Neuro-economics is just getting started. The first major empirical paper was published in 2001 by Kevin McCabe, Daniel Houser, Lee Ryan, Vernon Smith and Theodore Trouard, all economics professors. A neuro-economics laboratory at Cal Tech, led by Colin F. Camerer, a math prodigy and now an economics professor, has assembled the foremost group of interdisciplinary researchers. Many of the early entrants, who have learned neurology as well as economics, continue to dominate the field.
Investors are becoming interested in the money-making potential of these ideas. Imagine training traders to set their emotions aside or testing their objectivity in advance with brain scans. Futuristic devices might monitor their emotions on the trading floor or in a bargaining session and instruct them how to compensate for possible mistakes.
Are the best traders most adept at reading the minds of others? Or is trading skill correlated with traits like the ability to calculate and ignore the surrounding caldron of human emotions?
More ambitiously, future research may try to determine when a short-term price bubble will collapse. Does the market tide turn when people stop smiling, adjust to their adrenalin levels or make different kinds of eye contact?

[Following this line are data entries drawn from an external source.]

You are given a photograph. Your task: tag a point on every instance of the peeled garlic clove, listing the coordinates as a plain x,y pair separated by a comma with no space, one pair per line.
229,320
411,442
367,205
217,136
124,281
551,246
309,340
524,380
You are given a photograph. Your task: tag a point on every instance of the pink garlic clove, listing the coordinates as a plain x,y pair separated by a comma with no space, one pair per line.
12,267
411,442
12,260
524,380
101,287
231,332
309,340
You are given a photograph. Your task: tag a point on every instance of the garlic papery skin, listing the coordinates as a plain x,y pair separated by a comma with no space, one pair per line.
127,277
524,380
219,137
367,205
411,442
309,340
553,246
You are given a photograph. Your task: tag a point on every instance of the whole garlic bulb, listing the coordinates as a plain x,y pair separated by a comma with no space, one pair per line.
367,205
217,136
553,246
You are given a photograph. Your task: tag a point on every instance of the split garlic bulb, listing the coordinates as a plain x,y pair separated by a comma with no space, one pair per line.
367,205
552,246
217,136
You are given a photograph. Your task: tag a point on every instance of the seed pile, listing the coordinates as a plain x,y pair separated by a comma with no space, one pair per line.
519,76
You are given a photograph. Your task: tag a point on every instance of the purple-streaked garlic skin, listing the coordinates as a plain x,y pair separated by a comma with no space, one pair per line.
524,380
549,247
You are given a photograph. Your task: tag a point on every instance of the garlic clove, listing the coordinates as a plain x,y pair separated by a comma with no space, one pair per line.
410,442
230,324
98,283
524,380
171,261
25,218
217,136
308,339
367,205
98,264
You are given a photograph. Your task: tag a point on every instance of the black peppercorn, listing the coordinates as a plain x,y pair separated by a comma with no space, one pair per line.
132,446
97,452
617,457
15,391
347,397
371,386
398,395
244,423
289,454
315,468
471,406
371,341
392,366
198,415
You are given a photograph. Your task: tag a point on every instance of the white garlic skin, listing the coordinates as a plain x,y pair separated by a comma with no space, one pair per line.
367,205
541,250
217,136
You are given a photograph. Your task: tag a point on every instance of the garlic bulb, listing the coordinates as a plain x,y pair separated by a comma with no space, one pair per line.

Not all of neuro-economics uses brain scans. Andrew W. Lo, a professor at the Sloan School of Management at the Massachusetts Institute of Technology, applied polygraph-like techniques to securities traders to show that anxiety and fear affect market behavior. Measuring eye movements, which is easy and cheap, helps the researcher ascertain what is on a subject"s mind. Other researchers have opened up monkey skulls to measure individual neurons; monkey neurons fire in proportion to the amount and probability of rewards. But do most economists care? Are phrases like "nucleus accumbens"—referring to a subcortical nucleus of the brain associated with reward—welcome in a profession caught up in interest rates and money supply? Skeptics question whether neuro-economics explains real-world phenomena.